2. The method for the combined welding of ultra-high strength steels according to claim 1, characterized in that:

when the ultrahigh-strength steel is welded, 3-4 layers of backing weld are firstly carried out on the upward welding surface by adopting a single-side welding and double-side forming welding method, the flat welding surface does not need to be subjected to back chipping, and a welding line formed on the back surface of the upward welding surface is polished smoothly by adopting a grinding wheel before welding and then is welded.

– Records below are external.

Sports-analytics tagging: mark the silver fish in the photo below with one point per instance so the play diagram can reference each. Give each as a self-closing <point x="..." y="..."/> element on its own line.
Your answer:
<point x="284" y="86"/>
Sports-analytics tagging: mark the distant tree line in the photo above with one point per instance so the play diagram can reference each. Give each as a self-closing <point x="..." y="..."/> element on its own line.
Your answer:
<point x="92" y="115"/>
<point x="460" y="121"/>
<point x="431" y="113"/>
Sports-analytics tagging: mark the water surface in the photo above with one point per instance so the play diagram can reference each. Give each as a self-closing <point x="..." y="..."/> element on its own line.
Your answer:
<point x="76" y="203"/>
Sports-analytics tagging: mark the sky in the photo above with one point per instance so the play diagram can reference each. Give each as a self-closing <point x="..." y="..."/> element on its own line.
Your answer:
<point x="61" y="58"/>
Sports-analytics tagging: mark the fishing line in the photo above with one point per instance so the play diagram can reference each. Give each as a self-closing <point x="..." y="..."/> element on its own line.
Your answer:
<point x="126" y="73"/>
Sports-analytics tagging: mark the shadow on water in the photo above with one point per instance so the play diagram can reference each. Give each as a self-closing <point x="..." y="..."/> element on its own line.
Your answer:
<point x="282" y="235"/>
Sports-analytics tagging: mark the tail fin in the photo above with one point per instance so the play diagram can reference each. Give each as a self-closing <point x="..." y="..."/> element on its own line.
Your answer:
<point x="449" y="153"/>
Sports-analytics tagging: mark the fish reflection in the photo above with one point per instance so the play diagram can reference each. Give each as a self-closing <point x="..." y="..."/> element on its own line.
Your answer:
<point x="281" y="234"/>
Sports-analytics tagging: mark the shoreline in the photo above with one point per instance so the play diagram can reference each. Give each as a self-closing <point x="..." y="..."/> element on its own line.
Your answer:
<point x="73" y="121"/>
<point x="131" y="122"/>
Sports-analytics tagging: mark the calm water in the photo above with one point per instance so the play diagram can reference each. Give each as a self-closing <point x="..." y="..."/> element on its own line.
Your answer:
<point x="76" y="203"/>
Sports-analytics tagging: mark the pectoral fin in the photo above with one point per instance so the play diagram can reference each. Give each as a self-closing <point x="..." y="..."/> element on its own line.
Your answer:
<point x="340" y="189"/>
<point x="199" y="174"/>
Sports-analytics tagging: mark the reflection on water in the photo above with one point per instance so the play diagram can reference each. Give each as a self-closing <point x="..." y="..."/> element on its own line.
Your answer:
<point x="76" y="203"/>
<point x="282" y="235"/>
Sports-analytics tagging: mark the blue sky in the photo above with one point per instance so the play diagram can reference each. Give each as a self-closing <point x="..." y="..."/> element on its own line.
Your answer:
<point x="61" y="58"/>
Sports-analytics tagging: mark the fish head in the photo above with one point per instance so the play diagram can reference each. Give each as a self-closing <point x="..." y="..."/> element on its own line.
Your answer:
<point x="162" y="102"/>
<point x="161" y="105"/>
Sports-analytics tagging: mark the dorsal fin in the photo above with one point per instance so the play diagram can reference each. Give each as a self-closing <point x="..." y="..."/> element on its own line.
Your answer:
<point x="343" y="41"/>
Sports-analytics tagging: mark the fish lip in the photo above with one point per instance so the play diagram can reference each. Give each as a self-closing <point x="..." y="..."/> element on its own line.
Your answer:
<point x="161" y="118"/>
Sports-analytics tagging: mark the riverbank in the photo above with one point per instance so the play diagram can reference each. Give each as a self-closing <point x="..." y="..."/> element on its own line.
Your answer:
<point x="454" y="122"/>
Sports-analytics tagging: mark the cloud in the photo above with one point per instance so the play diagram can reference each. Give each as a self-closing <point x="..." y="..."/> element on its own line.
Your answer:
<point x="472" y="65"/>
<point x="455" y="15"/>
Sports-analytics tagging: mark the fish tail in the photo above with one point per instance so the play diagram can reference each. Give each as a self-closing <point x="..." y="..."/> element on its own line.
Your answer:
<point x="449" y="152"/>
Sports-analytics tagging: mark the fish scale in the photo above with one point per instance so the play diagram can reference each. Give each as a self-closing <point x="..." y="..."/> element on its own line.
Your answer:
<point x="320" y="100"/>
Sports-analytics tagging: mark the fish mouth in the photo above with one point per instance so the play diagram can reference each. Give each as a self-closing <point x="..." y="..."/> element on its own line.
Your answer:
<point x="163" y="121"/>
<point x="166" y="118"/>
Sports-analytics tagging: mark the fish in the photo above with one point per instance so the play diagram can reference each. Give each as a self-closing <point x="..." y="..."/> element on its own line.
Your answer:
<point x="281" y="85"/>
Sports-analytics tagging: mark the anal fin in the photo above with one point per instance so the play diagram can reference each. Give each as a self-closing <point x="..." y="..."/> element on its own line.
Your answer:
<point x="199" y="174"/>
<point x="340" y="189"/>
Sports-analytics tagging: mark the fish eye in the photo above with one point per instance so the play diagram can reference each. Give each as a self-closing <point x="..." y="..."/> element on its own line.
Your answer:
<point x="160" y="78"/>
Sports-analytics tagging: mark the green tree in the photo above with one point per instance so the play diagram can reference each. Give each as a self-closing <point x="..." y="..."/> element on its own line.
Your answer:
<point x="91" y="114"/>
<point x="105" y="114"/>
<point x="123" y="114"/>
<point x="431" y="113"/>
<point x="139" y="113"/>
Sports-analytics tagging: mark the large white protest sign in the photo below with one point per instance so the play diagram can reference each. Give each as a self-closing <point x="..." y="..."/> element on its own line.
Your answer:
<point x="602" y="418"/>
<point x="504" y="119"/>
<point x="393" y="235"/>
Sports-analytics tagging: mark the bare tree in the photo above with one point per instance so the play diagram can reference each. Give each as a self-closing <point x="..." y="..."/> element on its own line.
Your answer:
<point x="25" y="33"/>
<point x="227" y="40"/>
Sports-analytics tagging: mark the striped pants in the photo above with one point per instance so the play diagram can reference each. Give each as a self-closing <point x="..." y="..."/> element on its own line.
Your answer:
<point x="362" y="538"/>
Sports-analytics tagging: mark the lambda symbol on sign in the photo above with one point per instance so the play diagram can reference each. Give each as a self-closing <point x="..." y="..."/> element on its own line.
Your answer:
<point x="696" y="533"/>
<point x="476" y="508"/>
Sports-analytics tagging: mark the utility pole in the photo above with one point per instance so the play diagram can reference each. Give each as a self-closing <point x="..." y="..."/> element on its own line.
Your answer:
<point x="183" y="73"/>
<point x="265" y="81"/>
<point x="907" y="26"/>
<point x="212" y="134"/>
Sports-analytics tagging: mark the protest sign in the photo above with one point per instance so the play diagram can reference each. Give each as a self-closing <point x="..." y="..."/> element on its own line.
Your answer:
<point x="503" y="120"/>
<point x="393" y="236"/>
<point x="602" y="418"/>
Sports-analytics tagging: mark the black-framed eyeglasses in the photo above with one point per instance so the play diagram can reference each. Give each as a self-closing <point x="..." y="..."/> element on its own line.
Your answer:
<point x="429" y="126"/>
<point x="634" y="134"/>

3. The method of combined welding of ultra high strength steels according to claim 1 or 2, characterized in that:

the test plate is preheated before the ultrahigh-strength steel is welded, the preheating temperature is controlled to be 100-130 ℃, the inter-road temperature is controlled to be 100-130 ℃ and the temperature of the cover surface layer is controlled to be less than or equal to 60 ℃ in the welding process.

4. The method for the combined welding of ultra-high strength steels according to claim 3, characterized in that:

and (4) carrying out appearance inspection on the welded seam of the ultrahigh-strength steel, and after the appearance inspection is qualified, placing for 48h and then carrying out nondestructive inspection detection.

5. The method for the combined welding of ultra-high strength steels according to claim 4, characterized in that:

the groove is X-shaped, the upper half part of the groove is the flat welding surface, and the lower half part of the groove is the overhead welding surface.

6. The method for the combined welding of ultra high strength steels according to claim 5, characterized in that:

the groove angle is controlled to be 60 degrees +/-1, no truncated edge is left, and the assembly gap of the welding seam is controlled to be 5mm.